Also opaque types have first class support and many other things.
It feels like the same information is repeated often 2, sometimes even 3 times. And overall, I don't think this book has anything more than what's already in official docs.
Perhaps it is LLM generated, as git says it is ~3 months old - but it links to a page on the TypeScript website which was removed a long time before that, https://www.typescriptlang.org/dt/search
I would actually love a “Typescript: The good parts” as a spiritual sequel to Javascript: The good parts. [0] Something that starts at the basics and builds upon that knowledge layer by layer like this handbook, but doesn’t dedicate more than a page to any one topic, and doesn’t repeat itself. Not a tutorial, but more like a glossary ordered by abstraction.

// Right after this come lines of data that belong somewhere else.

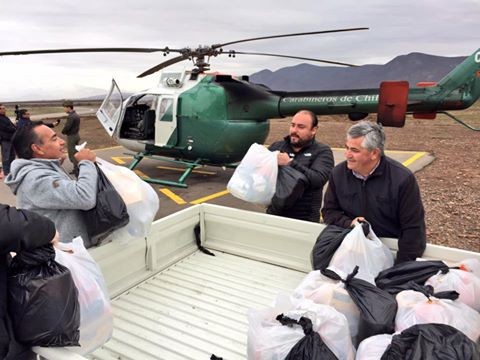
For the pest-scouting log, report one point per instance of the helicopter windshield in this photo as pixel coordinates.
(110, 111)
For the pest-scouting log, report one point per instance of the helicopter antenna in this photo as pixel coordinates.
(288, 35)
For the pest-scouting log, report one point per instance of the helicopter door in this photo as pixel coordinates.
(166, 121)
(111, 109)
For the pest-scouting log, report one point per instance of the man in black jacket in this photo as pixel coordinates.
(373, 187)
(20, 230)
(71, 129)
(311, 158)
(7, 128)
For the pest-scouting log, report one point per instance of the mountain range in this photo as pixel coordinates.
(414, 67)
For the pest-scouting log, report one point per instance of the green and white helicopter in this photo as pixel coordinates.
(200, 118)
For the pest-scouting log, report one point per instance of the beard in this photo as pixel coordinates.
(295, 141)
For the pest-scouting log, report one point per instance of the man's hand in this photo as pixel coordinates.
(55, 239)
(283, 159)
(85, 154)
(356, 220)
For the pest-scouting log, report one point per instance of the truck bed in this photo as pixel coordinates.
(171, 301)
(195, 308)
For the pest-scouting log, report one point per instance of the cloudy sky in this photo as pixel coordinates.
(438, 27)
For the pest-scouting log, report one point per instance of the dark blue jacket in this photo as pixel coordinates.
(315, 161)
(389, 200)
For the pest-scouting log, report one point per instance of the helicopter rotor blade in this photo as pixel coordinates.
(88, 50)
(288, 57)
(163, 65)
(216, 46)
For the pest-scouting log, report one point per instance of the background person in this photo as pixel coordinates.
(21, 230)
(373, 187)
(7, 129)
(301, 151)
(43, 186)
(71, 129)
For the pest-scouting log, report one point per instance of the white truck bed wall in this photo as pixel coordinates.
(251, 235)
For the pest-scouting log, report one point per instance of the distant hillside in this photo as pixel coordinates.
(414, 67)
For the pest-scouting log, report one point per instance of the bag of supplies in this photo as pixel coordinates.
(367, 252)
(140, 198)
(110, 212)
(42, 300)
(269, 339)
(96, 318)
(254, 180)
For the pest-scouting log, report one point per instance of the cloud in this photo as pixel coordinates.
(436, 27)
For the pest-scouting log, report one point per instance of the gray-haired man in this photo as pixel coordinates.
(373, 187)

Plus, there’s a lot of Typescript I would consider not part of the “good stuff”, we can leave out enums.
Try Dan Vanderkam's "Effective Typescript: 62 Specific Ways to Improve YourTypeScript" (O'Reilly). I'm no TS guru, but IMHO it's pretty well-grounded in first principles.
If you mean traditional enums, called unions in Typescript and represented by the pipe symbol, then nothing. But if you mean the named Enum keyword in Typescript, then the problem is that they emit runtime code and aren't type safe.

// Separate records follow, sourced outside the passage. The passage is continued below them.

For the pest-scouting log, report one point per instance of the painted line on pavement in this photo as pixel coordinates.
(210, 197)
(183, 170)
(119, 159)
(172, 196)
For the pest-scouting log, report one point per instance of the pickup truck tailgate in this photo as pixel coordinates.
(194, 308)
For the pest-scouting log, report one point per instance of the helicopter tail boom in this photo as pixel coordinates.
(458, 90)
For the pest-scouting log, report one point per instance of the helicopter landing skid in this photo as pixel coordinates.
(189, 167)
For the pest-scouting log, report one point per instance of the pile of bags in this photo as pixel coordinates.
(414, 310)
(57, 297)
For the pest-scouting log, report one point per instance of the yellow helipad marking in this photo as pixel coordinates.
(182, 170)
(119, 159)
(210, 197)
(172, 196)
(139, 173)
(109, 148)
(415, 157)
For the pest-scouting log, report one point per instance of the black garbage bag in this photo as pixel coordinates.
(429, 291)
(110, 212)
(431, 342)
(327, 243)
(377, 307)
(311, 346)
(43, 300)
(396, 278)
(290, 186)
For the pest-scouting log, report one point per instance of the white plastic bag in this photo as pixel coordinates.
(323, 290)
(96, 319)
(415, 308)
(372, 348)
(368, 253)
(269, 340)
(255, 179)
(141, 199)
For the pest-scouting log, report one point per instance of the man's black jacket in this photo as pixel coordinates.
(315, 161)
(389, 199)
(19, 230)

Amongst their issues is the issue of enum vs const enum. These compile to different outputs and support different behaviors. It’s not possible to compile a TS file that uses them without looking at the enum declaration to see if it’s const. It’s no longer possible to strip the types and have something that any JS bundler can understand.

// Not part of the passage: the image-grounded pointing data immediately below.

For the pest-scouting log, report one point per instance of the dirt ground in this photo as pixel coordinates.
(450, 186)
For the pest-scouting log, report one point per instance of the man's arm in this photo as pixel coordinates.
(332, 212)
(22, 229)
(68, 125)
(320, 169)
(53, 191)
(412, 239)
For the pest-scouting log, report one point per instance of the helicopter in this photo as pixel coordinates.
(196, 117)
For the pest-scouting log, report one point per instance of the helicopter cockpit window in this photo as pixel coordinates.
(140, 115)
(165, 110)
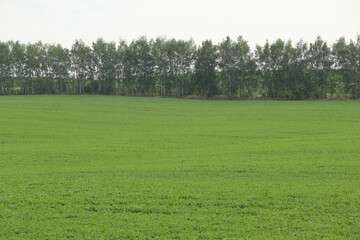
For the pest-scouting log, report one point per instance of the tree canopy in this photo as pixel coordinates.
(170, 67)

They don't compile down to just the same code with the type annotations and definitions removed, which is often considered to be the ideal that typescript should follow. Instead, they compile down to some more complicated blob of javascript. People critique and avoid typescript's namespaces for the same reason.
> Enum types in general are very useful.
You can use unions for the same purpose without the aforementioned drawback, and unions have other benefits which typescript's enums don't offer, like support for more complex data types, which makes unions closer to set of features more modern languages tend to offer via enums, while making enums closer to the barebones enums found in languages like C and C++ (effectively just a set of named constants enclosed into a type).
I guess I don't value the "TS transpiles to JS 1-to-1" property very much.
Unions are useful for quite a few things. But I literally was talking about the barebones (and thus simple to write) C/C++ style enums. Where I know it can be one of several primitive values and not have to spend the time creating a class for each possible value.
yeah I took a look and couldnt help but feeling like it was a laundry list with minimal examples and not always telling you why or when you would use a certain feature of TypeScript. Example: TypeScript _does_ enable you to overload functions, but overloading functions is nearly never the best way to do something, often cited as a spaghetti code pattern
recently there are a few stories about "using jsdoc for static typing instead of typescript as a JS programmer", I wonder when JS can add support of static typing directly as Python did, that will be nicer without learning a new language like TS.
TS is great, I just never could find time to learn one more language.
The projects that are using JSDoc for typings are doing so because they are way, way out on the edge in ways that stress Typescript compilers. They're doing weird stuff. It isn't a recommended path unless you absolutely need it; it's sacrificing a lot in order to yield faster round-trip time on codebases that have no other option.
Typescript isn't really "a new language", either. It's a pretty mild superset.
> because they are way, way out on the edge in ways that stress Typescript compilers
I don't think this is true at all. Probably the main reason people typecheck js with jsdoc annotations is because they don't want a TS compile step.
Nodejs ES modules, and typescript, make it more complicated that it needs to be to write JS specifically for nodejs/cli scripts (not bundling to run in the browser). I now just prefer to // @ts-check my js files when writing node scripts.
> Probably the main reason people typecheck js with jsdoc annotations is because they don't want a TS compile step.
Right, I agree--because it's slow. Like AFAIK the tooling roundtrip is why Svelte/SvelteKit made the change. For normal projects, you don't have that same problem.
> for nodejs/cli scripts
I just use ts-node with the ESM loader. It's drop-in, for my purposes at least. What problems are you seeing?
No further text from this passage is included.